A field $K$ is an algebra

Question

I learned this definition of an algebra recently. The definition is:

A vectorspace $V$ over a field $K$ is is an algebra if there exists $K$-bilineair map $\varphi\colon V\times V\rightarrow V$ which is also associative.

Now I wanted to check why we can take $V=K$ as a vectorspace and that this becomes an algebra over $K$. I thought the obvious map $\varphi$ must be just multiplying. So if $(x_1,x_2)\in K\times K$ then $\varphi(x_1,x_2)=x_1x_2$. But this is not $K$-bilineair because if $\alpha\in K$ then $\varphi(\alpha(x_1,x_2)=\varphi(\alpha x_1,\alpha x_2)=\alpha^2x_1x_2\neq \alpha x_1x_2=\alpha\varphi(x_1,x_2)$.
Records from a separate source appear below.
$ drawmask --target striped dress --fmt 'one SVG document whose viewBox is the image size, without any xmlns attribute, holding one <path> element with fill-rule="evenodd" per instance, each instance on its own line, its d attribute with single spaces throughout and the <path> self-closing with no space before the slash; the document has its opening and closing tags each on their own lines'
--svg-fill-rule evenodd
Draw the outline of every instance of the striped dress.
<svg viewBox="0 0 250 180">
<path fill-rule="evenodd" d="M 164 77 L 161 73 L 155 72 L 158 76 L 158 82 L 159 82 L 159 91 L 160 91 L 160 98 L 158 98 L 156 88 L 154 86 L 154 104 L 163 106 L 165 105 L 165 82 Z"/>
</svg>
My question is what the multiplication must be if I am wrong here. Thanks.

Answer 1

You have shown that the map is not linear. It is, however, bilinear, because $\varphi(\alpha x_1, \beta x_2) = \alpha \beta \varphi(x_1,x_2)$ and so on.

Answer 2

You've proven that the multiplication in $K$ isn't linear, not that it isn't bilinear.

A map $\phi : K \times K \to K$ is bilinear if $\phi(ax, y) = \phi(x, ay) = a\phi(x, y)$, which multiplication does satisfy, by commutativity and associativity.